A história de Mariana (nome fictício) chegou às mãos da Defensora Fabiana Zapata, que atua no Centro de Referência de Álcool, Tabaco e Outras Drogas (Cratod), em 2018, pelo Hospital Lacan, em São Bernardo do Campo, onde a mulher estava internada para tratamento. Não era a primeira vez. Vivendo na Cracolândia, ela já tinha buscado ajuda no Cratod anteriormente. Uma vez, a vontade de fumar apertou e Mariana pulou da ambulância. Em outra, fugiu da clínica aonde fora levada.
 
Desta vez, a Defensoria foi acionada porque Mariana estava grávida, mas, com pendências de processos criminais e medo de ser presa, recusava-se a tirar documentos pessoais, o que atrapalhava a realização de exames pré-natais. Outro receio também a martirizava: se fosse presa, com quem deixaria a criança?
 
Mudança de MG para SP
 
15 anos antes, Mariana saíra casada do Sul de Minas Gerais com marido e quatro filhos – dois de relacionamento anterior e dois com o companheiro – para viver em Campinas. Mas o casamento acabou, ela perdeu o emprego, caiu em depressão e passou a fumar crack. Chegou a voltar à cidade natal, onde usava drogas às escondidas da família.
 
“A vontade de fumar era muito grande, e tinha pouco dinheiro”, conta Mariana. “Um dia, desesperada e com medo de as crianças e minha mãe descobrirem, peguei a estrada de noite, pedindo carona, fumando crack, e cheguei a Campinas”. Ela queria voltar pois dois filhos e o ex-marido moravam lá, mas ele já tinha outra mulher.
 
Mariana correu então para as bocas de fumo. Passou dez anos em Campinas e depois outros quatro na Cracolândia, em São Paulo. “Pensava em droga o tempo todo.

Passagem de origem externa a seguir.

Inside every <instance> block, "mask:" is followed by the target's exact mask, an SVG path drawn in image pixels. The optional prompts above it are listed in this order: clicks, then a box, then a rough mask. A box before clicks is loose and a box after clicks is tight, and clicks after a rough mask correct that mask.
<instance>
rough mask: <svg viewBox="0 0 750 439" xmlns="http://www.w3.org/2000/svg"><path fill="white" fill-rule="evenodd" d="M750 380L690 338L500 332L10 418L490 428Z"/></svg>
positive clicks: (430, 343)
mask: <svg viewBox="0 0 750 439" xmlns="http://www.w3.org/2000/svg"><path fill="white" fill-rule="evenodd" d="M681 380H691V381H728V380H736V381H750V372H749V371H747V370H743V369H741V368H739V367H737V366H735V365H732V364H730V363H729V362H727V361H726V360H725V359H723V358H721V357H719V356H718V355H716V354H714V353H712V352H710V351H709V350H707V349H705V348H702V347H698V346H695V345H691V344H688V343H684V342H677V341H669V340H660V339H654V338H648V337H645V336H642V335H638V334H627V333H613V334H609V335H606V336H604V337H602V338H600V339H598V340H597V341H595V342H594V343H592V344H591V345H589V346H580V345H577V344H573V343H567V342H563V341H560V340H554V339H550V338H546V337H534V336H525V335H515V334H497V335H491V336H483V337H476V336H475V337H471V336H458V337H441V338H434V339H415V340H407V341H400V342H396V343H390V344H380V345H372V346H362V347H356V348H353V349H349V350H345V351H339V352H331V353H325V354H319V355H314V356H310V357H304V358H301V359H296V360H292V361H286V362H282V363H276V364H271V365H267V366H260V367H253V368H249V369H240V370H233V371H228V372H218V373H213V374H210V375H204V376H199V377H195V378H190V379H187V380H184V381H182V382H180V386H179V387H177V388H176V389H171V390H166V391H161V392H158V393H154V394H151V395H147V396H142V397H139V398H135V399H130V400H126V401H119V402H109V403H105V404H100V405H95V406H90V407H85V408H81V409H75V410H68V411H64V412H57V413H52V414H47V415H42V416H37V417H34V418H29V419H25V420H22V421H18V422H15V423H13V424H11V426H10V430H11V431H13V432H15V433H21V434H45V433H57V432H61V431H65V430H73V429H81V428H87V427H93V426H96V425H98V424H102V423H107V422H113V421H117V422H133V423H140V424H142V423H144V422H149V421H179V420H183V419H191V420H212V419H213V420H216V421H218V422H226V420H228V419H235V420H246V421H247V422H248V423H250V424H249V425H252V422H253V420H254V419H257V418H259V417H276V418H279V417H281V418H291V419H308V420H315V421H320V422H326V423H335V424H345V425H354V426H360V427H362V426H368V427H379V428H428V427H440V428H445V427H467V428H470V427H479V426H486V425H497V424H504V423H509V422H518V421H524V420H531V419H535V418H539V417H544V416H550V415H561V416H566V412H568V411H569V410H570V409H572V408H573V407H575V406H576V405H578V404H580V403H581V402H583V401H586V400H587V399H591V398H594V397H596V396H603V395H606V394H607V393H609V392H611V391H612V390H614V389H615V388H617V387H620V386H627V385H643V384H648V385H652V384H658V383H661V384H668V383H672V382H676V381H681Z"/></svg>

Às vezes, na família, nos filhos, em como seria se eu voltasse. Mas era só por minutos, e voltava a vontade de me drogar.”
 
Atuação da Defensoria
 
O Defensor Marcelo Dayrell e a Agente da Defensoria Mayra Cardoso Pereira, Assistente Social, visitaram Mariana no hospital para conhecê-la e avaliar as possibilidades do caso.
 
A mulher tinha duas condenações criminais: uma pena substitutiva por furto e outra por tráfico privilegiado (ré primária, de bons antecedentes e não dedicada a atividades ou organização criminosas), com pena de 2 anos e 6 meses em regime fechado e mandado de prisão expedido.
 
A Defensoria impetrou habeas corpus perante o Tribunal de Justiça, buscando a alteração para o regime aberto, o que foi inicialmente negado. Posteriormente, o Ministro Sebastião Reis Júnior, do Superior Tribunal de Justiça, atendeu ao pleito, em dezembro de 2018 – a decisão transitou em julgado em março.
 
Simultaneamente, a Defensoria se articulava com o Centro de Referência de Assistência Social (CRAS) da cidade mineira onde mora sua família, com o intuito de localizá-la.
 
Sem notícias da filha havia quase 15 anos, a mãe dela, ao saber da situação, prontificou-se a receber em casa filha e neta – que nasceu em janeiro de 2019. “Eu não esperava reencontrar minha mãe depois de tanto tempo. Para mim, minha vida ia acabar ali na Cracolândia. Foi como se eu tivesse nascido de novo”, diz Mariana, que agora passa, com a filha pequena, por acompanhamento da rede pública da cidade.
 
Sua situação processual está regularizada e ela já pode tirar novos documentos pessoais. “Até hoje estou limpa. Se falar que estou 100% sem vontade, estou mentindo. Mas, com minha menina pequena aqui hoje, difícil pensar em ir embora. Ela é agora a minha razão de permanecer aqui”, afirma Mariana.
 
Também atuaram no caso as Defensoras Públicas Ariane Paschoal, Tatiana Beraquet e o Núcleo de Segunda Instância e Tribunais Superiores (Defensora Luciana Jordão e Defensores João Felippe Reis e Rafael Muneratti).